HUMOUR ET DIPLOMATIE : GRAINES DE DISCORDE

« L’humour ne se résigne pas, il défie » (Sigmund Freud). La dénonciation, voire la condamnation de l’humour a longtemps été le « privilège », la marque de fabrique des régimes autoritaires peu soucieux de la protection de la liberté d’expression de leurs citoyens. Aujourd’hui, elle n’est plus l’apanage des dictatures. A défaut d’être touchés par la grâce, les régimes dits démocratiques sont atteints par un double virus. Le premier mal se manifeste par l’imposition d’une forme d’expression aseptisée de la pensée que l’on qualifie de politiquement correct, d’idéologie dominante ou de bien-pensance. Le second se manifeste par la condamnation de l’interdit par diverses formules qui vont de la décrédibilisation ou de l’anathème à la traduction de l’outrecuidant, du déviant devant le tribunal de l’inquisition, le tribunal médiatique, voire devant le tribunal pénal.

Lentement mais sûrement, l’obscurantisme remplace les Lumières. Le conformisme, la servilité l’emportent sur l’impertinence. La pensée unique tient de nos jours le haut du pavé en partie grâce à la tyrannie des communicants et des « perroquets à cartes de presse ». Qu’en est-il de la relation entre diplomatie et humour ? Comment l’humour trouve-t-il sa place dans les traditions diplomatiques ? Comment l’humour peut-il, aujourd’hui encore, déboucher sur de véritables incidents diplomatiques ?

HUMOUR ET TRADITIONS DIPLOMATIQUES

Dans l’histoire de la diplomatie, l’humour est un sujet qu’il convient de manier avec d’infinies précautions à l’extérieur et à déguster avec une extrême modération à l’intérieur.

A l’extérieur : humour, s’abstenir fortement.
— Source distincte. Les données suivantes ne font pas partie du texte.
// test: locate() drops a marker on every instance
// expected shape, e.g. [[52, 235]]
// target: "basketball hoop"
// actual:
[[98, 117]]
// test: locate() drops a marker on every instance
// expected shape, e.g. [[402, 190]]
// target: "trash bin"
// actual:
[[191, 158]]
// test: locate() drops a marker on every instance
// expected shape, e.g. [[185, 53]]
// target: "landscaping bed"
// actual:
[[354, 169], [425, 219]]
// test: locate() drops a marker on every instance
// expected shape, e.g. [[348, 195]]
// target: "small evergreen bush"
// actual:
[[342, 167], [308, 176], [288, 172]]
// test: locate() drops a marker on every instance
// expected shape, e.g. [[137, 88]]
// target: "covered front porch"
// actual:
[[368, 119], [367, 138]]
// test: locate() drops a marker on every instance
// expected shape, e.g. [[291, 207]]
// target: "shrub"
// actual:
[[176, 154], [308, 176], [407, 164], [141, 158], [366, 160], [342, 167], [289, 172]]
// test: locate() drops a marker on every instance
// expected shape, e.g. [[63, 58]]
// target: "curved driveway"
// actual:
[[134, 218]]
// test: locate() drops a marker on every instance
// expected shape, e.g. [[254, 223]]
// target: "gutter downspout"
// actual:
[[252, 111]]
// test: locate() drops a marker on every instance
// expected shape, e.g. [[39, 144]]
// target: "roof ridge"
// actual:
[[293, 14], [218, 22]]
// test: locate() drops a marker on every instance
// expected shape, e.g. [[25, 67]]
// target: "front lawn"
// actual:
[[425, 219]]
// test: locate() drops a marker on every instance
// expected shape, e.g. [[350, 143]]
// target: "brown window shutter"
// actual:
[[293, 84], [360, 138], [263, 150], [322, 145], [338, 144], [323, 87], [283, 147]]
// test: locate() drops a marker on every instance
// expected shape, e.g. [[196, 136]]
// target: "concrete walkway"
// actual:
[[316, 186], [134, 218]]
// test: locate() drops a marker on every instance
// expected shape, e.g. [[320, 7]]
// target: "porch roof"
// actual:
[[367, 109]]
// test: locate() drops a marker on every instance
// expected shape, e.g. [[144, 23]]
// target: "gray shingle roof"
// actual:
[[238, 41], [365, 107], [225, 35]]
Si le diplomate offre à la raillerie une cible privilégiée et si on le caricature volontiers, il lui est vivement recommandé de s’abstenir de jouer de l’humour, de l’ironie dans ses relations avec ses homologues étrangers. Cela est souvent mal compris au crible de la traduction d’expressions idiomatiques dans une langue étrangère. Par ailleurs, le diplomate peut considérer qu’un trait d’humour inconsidéré est adressé, au-delà de sa modeste personne, à l’État qu’il représente. Enfin, l’humour n’a pas la même signification au Nord qu’au Sud, en Occident qu’en Orient. Le jeu de mots à la française est souvent mal compris de nos « amis » anglo-saxons. Il est vrai que nous sommes souvent désarçonnés par leurs « private jokes » dont nous peinons parfois à comprendre ce qu’elles auraient d’humoristiques.